Hello I am a bankruptcy attorney and can provide some information for you regarding this matter, Most brokerages are members of the SIPC, the SIPC is a non-profit corporation created pursuant to the Securities Investor Protection Act of 1970 (SIPA) to (1) establish and administer procedures for the liquidation of failed broker-dealers that are SIPC members and (2) provide limited financial protection to customers of failed broker-dealers out of SIPC funds When a SIPC member firm fails, it ordinarily is liquidated under SIPA, not the Bankruptcy Code. SPIC generally steps in immediately and asks a federal court to appoint a trustee to liquidate the firm and protect its customers. Normally, the trustee will first try to have some or all customer accounts transferred from the failed broker-dealer to another SIPC member broker-dealer. Customers whose accounts are transferred are notified promptly and permitted to deal with the new firm or subsequently transfer their accounts to firms of their own choosing. If the trustee is unable to transfer customer accounts, the trustee satisfies claims on an individual basis after the customer files his or her claim with the trustee.

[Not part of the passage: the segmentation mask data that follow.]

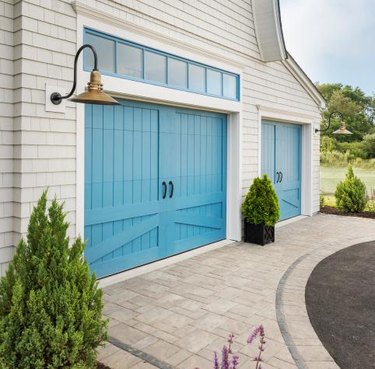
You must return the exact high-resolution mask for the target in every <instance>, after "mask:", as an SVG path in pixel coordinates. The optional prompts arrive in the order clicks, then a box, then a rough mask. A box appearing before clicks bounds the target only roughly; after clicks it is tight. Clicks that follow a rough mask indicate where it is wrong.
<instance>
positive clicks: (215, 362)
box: [214, 351, 219, 369]
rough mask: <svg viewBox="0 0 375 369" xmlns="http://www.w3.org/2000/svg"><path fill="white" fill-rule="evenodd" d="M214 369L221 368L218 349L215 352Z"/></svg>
mask: <svg viewBox="0 0 375 369" xmlns="http://www.w3.org/2000/svg"><path fill="white" fill-rule="evenodd" d="M214 369H219V359H218V357H217V353H216V351H215V354H214Z"/></svg>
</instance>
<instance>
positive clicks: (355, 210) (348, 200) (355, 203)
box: [335, 165, 366, 213]
mask: <svg viewBox="0 0 375 369" xmlns="http://www.w3.org/2000/svg"><path fill="white" fill-rule="evenodd" d="M335 197H336V206H337V208H338V209H339V210H342V211H345V212H348V213H357V212H360V211H363V210H364V208H365V206H366V186H365V184H364V183H363V182H362V181H361V180H360V179H359V178H358V177H357V176H355V175H354V172H353V168H352V166H351V165H349V166H348V169H347V171H346V175H345V179H344V180H343V181H341V182H340V183H339V184H338V185H337V187H336V192H335Z"/></svg>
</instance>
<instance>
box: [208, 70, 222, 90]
mask: <svg viewBox="0 0 375 369" xmlns="http://www.w3.org/2000/svg"><path fill="white" fill-rule="evenodd" d="M207 92H208V93H209V94H212V95H221V73H220V72H216V71H215V70H211V69H207Z"/></svg>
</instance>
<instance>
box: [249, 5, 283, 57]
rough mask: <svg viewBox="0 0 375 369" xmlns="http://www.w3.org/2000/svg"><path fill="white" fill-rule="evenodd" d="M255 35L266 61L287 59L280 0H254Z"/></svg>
mask: <svg viewBox="0 0 375 369" xmlns="http://www.w3.org/2000/svg"><path fill="white" fill-rule="evenodd" d="M252 9H253V17H254V26H255V35H256V38H257V42H258V47H259V53H260V57H261V59H262V60H263V61H264V62H266V63H267V62H273V61H280V60H285V59H287V58H288V52H287V50H286V46H285V40H284V34H283V29H282V23H281V11H280V1H279V0H252Z"/></svg>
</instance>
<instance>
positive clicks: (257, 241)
mask: <svg viewBox="0 0 375 369" xmlns="http://www.w3.org/2000/svg"><path fill="white" fill-rule="evenodd" d="M244 225H245V227H244V228H245V235H244V238H245V242H249V243H256V244H257V245H262V246H264V245H266V244H267V243H271V242H275V227H274V226H273V227H268V226H265V225H264V224H252V223H248V222H247V221H246V220H245V221H244Z"/></svg>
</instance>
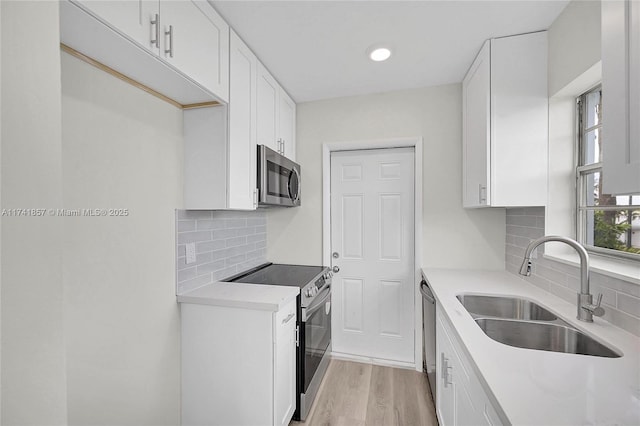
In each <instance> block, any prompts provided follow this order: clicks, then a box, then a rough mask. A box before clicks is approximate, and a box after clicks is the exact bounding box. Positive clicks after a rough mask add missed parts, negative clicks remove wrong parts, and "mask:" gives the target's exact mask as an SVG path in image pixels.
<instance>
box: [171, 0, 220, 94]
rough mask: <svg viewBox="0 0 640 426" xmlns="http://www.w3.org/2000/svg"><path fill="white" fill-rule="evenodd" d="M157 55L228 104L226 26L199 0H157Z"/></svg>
mask: <svg viewBox="0 0 640 426" xmlns="http://www.w3.org/2000/svg"><path fill="white" fill-rule="evenodd" d="M160 24H161V32H162V34H161V38H162V43H161V52H160V56H161V57H162V58H164V59H165V60H166V61H167V62H168V63H170V64H171V65H173V66H174V67H175V68H176V69H177V70H179V71H181V72H182V73H183V74H185V75H186V76H188V77H189V78H191V79H192V80H194V81H195V82H196V83H198V84H200V85H201V86H202V87H204V88H205V89H207V90H209V91H210V92H211V93H213V94H214V95H216V96H217V97H218V98H220V99H221V100H222V101H224V102H228V101H229V26H228V25H227V23H226V22H225V21H224V20H223V19H222V18H221V17H220V15H218V14H217V13H216V11H215V10H214V9H213V8H212V7H211V6H210V5H209V4H208V3H207V2H206V1H203V0H189V1H164V0H163V1H161V2H160Z"/></svg>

There are a number of factors that may affect the timing of the liquidation process, including how quickly and completely claims are filed and the quality of the failed firm’s books and records. SIPA substantially alters the rights of unsecured creditors, giving customers with unsecured claims priority over other unsecured creditors in distributions of customer property.1 (SIPA generally does not alter the rights of secured creditors who have rights under the Bankruptcy Code.) While customers have a preferential claim to customer property, they rank pari passu with general creditors as to the distribution of other assets of the failed firm. Customers of a failed brokerage firm will get back all securities that are registered in their name or are in the process of being registered (customer name securities. If for some reason the brokerage is not a member, the brokerage was to separate clients accounts from the corporate accounts, so the clients money should still be protected.
Thanks again. I want to make sure I fully understand the legal implications of a client holding securities at a brokerage firm.
So client securities held at a brokerage firm remain in the ownership/title of the client at all times and do not become the broker's asset like in a bank deposit transaction, right?